Chicago – May 30, 2026
The number of missing women and girls in Bihar remains a critical and highly debated issue in India, with reports indicating over 12,000 women and children going missing annually in the state. This crisis is widely acknowledged by civil society and advocacy groups to be exacerbated by extreme poverty, porous borders, and a large, vulnerable rural population that makes the region a major hub for human trafficking networks.
Key Aspects of the Crisis
- Scale of Disappearances: Studies involving child and demographic data consistently highlight that thousands of women and girls vanish in Bihar every year, frequently reported under “missing persons” or kidnapping rather than explicit human trafficking cases.
- Poverty and Exploitation: Traffickers frequently exploit vulnerable families in rural Bihar, targeting impoverished individuals with false promises of employment, higher education, or better living conditions in other states.

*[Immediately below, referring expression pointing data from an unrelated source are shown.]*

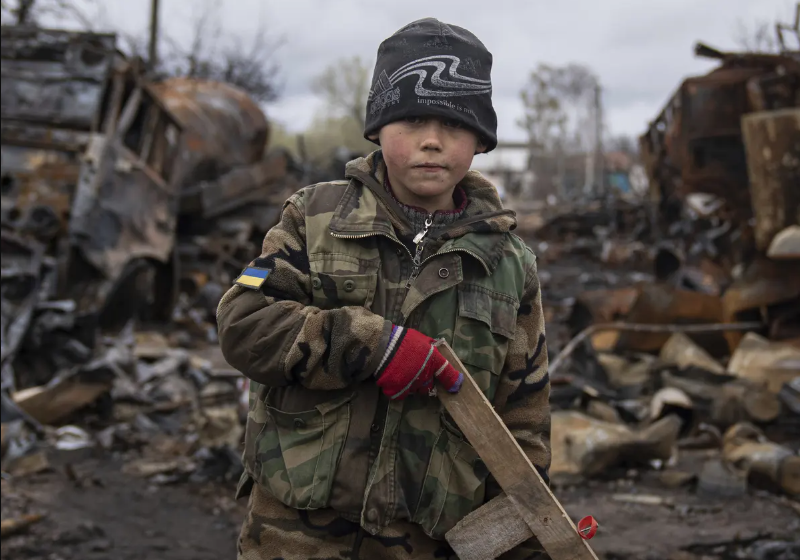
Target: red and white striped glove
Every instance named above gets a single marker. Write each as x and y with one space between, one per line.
411 363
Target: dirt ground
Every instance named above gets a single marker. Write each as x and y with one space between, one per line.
94 511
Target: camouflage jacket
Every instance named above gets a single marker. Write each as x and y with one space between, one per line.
319 432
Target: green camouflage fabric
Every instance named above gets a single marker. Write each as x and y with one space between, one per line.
274 531
320 435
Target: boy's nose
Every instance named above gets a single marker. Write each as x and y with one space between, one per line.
432 135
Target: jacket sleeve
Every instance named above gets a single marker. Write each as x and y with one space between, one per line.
523 395
276 337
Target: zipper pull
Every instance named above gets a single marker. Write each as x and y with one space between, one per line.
424 232
418 253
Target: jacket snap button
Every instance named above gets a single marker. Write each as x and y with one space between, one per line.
372 515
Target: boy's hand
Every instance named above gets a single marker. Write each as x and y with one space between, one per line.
411 364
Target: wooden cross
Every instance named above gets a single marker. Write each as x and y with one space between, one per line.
528 507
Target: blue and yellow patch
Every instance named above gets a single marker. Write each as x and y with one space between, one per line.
252 278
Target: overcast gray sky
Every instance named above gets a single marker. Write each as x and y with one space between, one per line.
640 49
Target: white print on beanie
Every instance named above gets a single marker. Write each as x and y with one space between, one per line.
385 93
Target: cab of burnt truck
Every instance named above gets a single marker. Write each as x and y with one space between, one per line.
90 171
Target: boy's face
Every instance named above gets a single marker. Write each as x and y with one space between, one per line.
426 157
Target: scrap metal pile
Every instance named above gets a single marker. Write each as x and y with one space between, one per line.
125 201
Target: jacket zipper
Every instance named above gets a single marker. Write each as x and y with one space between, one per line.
419 241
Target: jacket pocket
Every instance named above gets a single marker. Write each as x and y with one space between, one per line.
485 322
454 484
331 291
296 454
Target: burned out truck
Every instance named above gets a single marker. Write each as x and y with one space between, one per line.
733 134
723 162
122 195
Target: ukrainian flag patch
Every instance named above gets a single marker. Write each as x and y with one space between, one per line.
252 277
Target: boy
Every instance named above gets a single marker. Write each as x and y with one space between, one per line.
348 452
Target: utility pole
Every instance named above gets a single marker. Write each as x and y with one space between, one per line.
152 51
599 158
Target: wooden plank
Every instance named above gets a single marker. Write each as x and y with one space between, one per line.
489 531
512 469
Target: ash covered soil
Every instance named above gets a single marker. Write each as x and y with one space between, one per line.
94 511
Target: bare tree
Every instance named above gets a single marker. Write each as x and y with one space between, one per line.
557 105
344 85
212 53
216 55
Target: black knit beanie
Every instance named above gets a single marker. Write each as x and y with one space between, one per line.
433 68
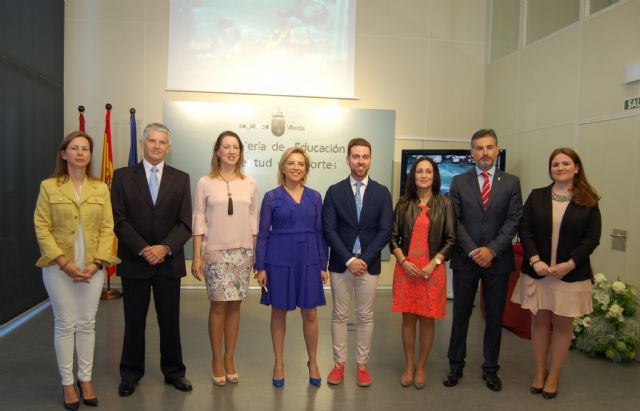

- Modus Operandi: Victims are often transported through porous borders and railway networks to metropolitan hubs or other regions, where they are subjected to forced labor, domestic servitude, or illegal sex trades.
Organizations work to implement the “PICKET” strategy to dismantle networks, which includes policy enforcement, the convergence of legal institutions, digital tracking, and victim compensation schemes.
Judicial Intervention
Recognizing the severity of child trafficking—particularly the use of minors in illegal local orchestras—the Patna High Court has directed the Bihar state government to take swift, time-bound action, monitor attendance in schools, and set up migratory registers.
The National Commission for Women (NCW) has historically taken suo-moto cognizance of reports regarding the trafficking of women in Bihar, forming inquiry committees to investigate forced labor and trafficking rings across the state and neighboring regions.